The OnMetal service was first announced with general availability in late July in Rackspace's Virginia datacenter. There are three different OnMetal configurations, and each has its own rack setup. Here is what the OnMetal Compute racks look like:
And here is what the OnMetal High Memory versions look like:
This is the configuration of a rack for the High I/O OnMetal configurations:
Rackspace has also backcast OCP iron into its Cloud Server Performance Cloud and Cloud Server Memory and Compute Optimized services. Here is what the racks look like:
And this is the rack configuration for the memory and compute optimized versions of the Cloud Servers:
It is not clear at press time how many of these Cloud Server machines have been installed using OCP iron.
All told, Rackspace has deployed 2,600 OCP servers thus far and the number is growing. OCP servers will be rolling out in London for the European market and in Hong Kong and Australia for the Asia/Pacific market in the first half of 2015.
As you can see, Quanta is the main supplier of OCP compute nodes, and at the moment Wiwynn is mostly making JBOD arrays for Rackspace according to Roenigk. There were early concerns about the quality of OCP iron versus machines from tier one server and storage array makers, but Rackspace has found these machines to be slightly more reliable. "If you have fewer components, you have fewer things to break," Roenigk said.
The servers at Rackspace have a very long life, akin to what you see among large enterprise customers.
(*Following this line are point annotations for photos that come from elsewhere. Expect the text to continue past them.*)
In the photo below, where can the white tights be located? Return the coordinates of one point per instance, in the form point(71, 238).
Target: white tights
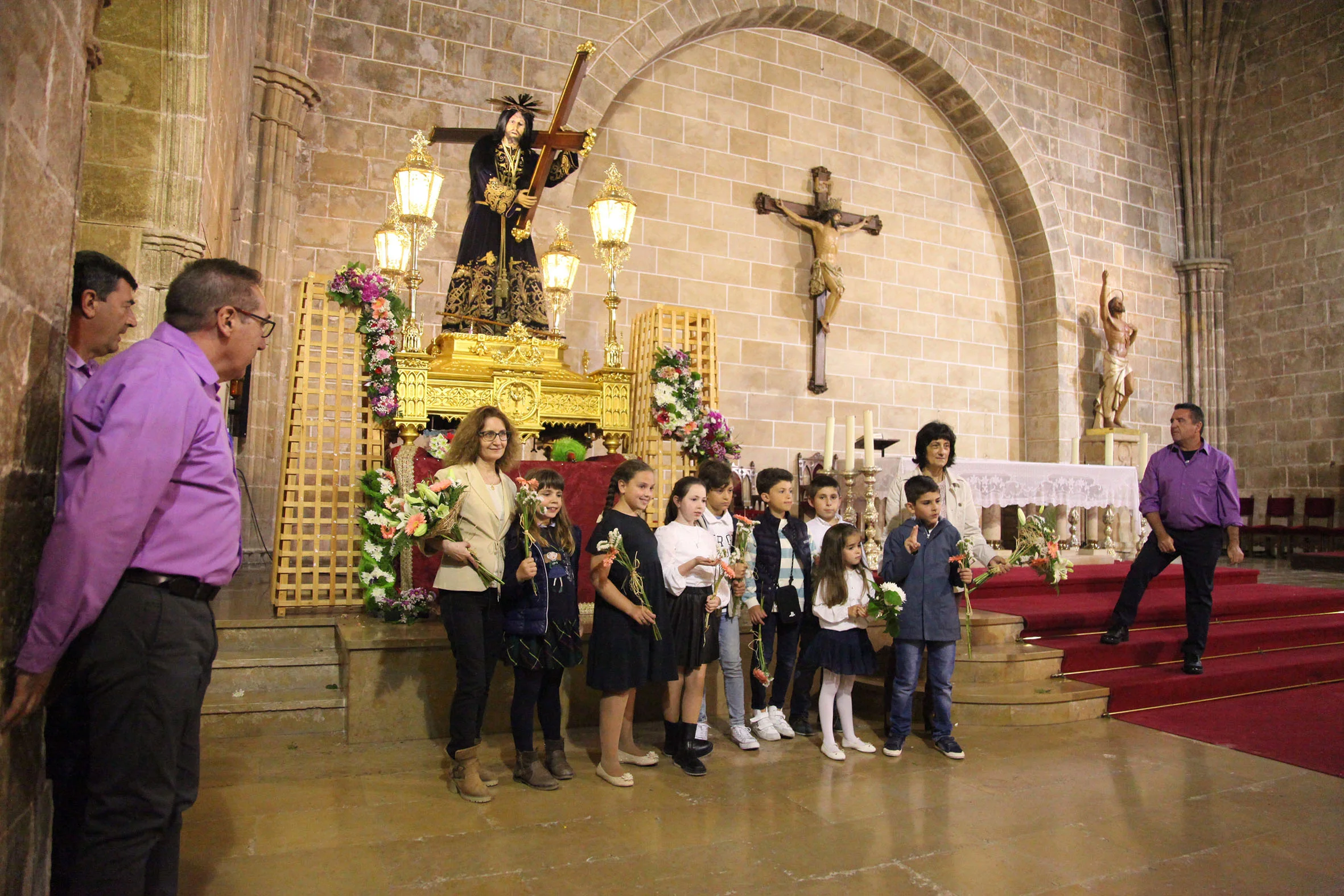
point(835, 692)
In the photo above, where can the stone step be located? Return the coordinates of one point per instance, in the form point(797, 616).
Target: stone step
point(1005, 663)
point(275, 670)
point(294, 633)
point(273, 712)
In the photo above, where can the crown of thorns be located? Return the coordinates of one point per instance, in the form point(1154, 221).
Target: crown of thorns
point(522, 102)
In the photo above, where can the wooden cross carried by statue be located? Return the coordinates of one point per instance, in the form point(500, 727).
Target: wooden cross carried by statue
point(826, 222)
point(547, 143)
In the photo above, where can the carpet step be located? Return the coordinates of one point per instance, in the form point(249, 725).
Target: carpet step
point(1048, 614)
point(1164, 686)
point(1152, 646)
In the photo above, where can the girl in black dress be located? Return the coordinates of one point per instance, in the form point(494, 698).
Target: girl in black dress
point(622, 649)
point(542, 630)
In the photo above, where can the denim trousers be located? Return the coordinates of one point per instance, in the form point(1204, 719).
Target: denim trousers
point(942, 655)
point(730, 661)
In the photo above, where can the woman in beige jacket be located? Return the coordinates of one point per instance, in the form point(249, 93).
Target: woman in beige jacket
point(484, 449)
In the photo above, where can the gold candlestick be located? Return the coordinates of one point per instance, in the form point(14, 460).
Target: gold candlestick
point(871, 543)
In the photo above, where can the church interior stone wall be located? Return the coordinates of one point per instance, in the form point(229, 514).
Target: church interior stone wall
point(1284, 218)
point(43, 85)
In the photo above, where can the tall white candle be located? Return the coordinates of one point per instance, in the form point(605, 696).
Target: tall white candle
point(848, 444)
point(869, 460)
point(828, 455)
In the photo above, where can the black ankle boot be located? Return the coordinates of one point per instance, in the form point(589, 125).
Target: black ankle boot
point(673, 738)
point(686, 758)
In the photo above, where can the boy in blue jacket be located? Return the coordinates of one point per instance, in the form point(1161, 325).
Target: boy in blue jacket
point(918, 558)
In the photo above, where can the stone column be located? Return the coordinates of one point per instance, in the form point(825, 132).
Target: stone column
point(281, 98)
point(1205, 38)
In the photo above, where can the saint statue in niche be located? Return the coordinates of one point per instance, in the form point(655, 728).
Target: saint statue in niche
point(1118, 379)
point(496, 277)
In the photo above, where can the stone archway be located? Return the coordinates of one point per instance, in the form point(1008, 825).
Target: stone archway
point(975, 110)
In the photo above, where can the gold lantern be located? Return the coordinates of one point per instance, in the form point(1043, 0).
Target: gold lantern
point(417, 184)
point(559, 265)
point(393, 246)
point(613, 218)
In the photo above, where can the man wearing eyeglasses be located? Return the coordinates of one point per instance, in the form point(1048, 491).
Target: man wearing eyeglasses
point(149, 531)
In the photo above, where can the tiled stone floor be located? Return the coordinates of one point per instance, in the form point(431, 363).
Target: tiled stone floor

Roenigk said that most of the hyperscale datacenters are turning their servers every 15 months or so, which is a very rapid pace and pretty much in keeping with the Xeon rollouts from Intel. Rackspace is supporting a much more diverse workload and is not sitting on billions of dollars in profits like Google and Microsoft, so it has to squeeze more use out of its machines. A machine serves for somewhere between 36 to 40 months. Once a machine is moved out of its primary job, Rackspace can usually find a second purpose for it and squeeze another 12 to 18 months of use out of it, for somewhere between 48 and 58 months in total. With the rapid adoption of the OnMetal service and the desire of these customers to stay on the cutting edge, that could mean a faster cycle time on server refreshes for this service and therefore a faster cascade upgrade cycle to other services in the Rackspace infrastructure as these machines are repurposed. For instance, the first machines based on Intel's new "Haswell" Xeon E5-2600 v3 processors will be rolling into Rackspace datacenters in the fourth quarter.
In Rackspace's experience, moving to OCP hardware shaves somewhere between 12 and 18 percent off the cost compared to buying general purpose systems from the world's top server makers, and Roenigk says that when you look at power, space, and cooling efficiencies, the total cost of ownership advantage is more like 30 to 35 percent. And looking at it holistically at the datacenter level, where Rackspace builds in 8 to 10 megawatt chunks, adopting new datacenter technologies every two years or so in new facilities can take another 30 percent or so out of the aggregate cost of the facilities with each new datacenter design. These are big numbers, and ones that Rackspace will have to chase if it hopes to compete with human-derived services atop its infrastructure.